Who will start on Sunday will depend on who is used out of the bullpen in Saturday's game. Cubs manager Mike Quade said it may be similar to a Spring Training game in which everyone chips in. The Cubs have Monday off.

Now, seriously, that's a really bad idea for two reasons. This isn't spring training, and why would you tell your opponent that you're basically blowing off a regular season game. Worse, after that article was written, the Cubs announced that James Russell will once again start. That's bad enough on its face -- he has an ERA of 10.05 as a starter, compared to 8.2 scoreless relief innings, proving that he has no business starting -- but beyond that, the Cubs did have another option. Randy Wells is scheduled to pitch tonight in Iowa. What would be the harm in flying him to Boston and limiting him to 75 pitches or so? It couldn't possibly be worse than sending Russell out there, especially after he threw 39 pitches on Friday night!

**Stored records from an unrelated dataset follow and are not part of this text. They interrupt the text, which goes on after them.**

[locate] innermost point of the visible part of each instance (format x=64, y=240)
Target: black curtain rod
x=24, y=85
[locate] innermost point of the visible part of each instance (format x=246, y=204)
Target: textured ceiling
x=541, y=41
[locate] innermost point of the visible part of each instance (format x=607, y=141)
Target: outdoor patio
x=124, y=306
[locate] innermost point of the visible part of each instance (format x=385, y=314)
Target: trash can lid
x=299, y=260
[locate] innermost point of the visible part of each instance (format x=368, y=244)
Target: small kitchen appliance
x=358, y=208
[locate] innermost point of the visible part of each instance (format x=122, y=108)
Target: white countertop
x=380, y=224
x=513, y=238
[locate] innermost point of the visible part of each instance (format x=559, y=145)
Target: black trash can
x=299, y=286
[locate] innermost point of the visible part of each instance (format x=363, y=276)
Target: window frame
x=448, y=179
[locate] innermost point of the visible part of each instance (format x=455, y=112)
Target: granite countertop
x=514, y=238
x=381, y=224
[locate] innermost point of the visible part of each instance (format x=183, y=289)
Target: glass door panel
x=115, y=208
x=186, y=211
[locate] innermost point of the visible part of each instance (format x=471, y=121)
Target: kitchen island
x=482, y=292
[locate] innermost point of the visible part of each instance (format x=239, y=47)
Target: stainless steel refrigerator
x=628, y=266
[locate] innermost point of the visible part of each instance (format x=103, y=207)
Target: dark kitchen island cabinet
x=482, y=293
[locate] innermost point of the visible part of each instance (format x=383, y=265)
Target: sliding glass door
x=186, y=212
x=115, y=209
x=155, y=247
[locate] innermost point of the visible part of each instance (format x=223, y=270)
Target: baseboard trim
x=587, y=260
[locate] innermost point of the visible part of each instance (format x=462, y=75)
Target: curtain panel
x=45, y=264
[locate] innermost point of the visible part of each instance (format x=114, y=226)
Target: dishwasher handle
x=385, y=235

I just don't understand some of Mike Quade's decisions. At times, they seem completely divorced from reality (and winning baseball games).

Finally, thanks to BCBers Vermont Cubs Fan and CaughtInTheVines for organizing our meetup last night at Boston Beer Works across the street from Fenway Park. And thanks too to Tom Ricketts (and Cubs marketing exec Wally Hayward) for stopping by to share a couple of drinks with us. Just to complete yesterday's weird happenings, I was driving over to Fenway yesterday afternoon, stopped at a light in downtown Boston, when I hear my name called from the car next to me. It was Tom Ricketts, sitting in a taxi stopped next to my rental car.

A strange day and night, but ultimately enjoyable in every way. My thoughts are with Marlon Byrd; hope he's OK, and now, let's win this series tonight.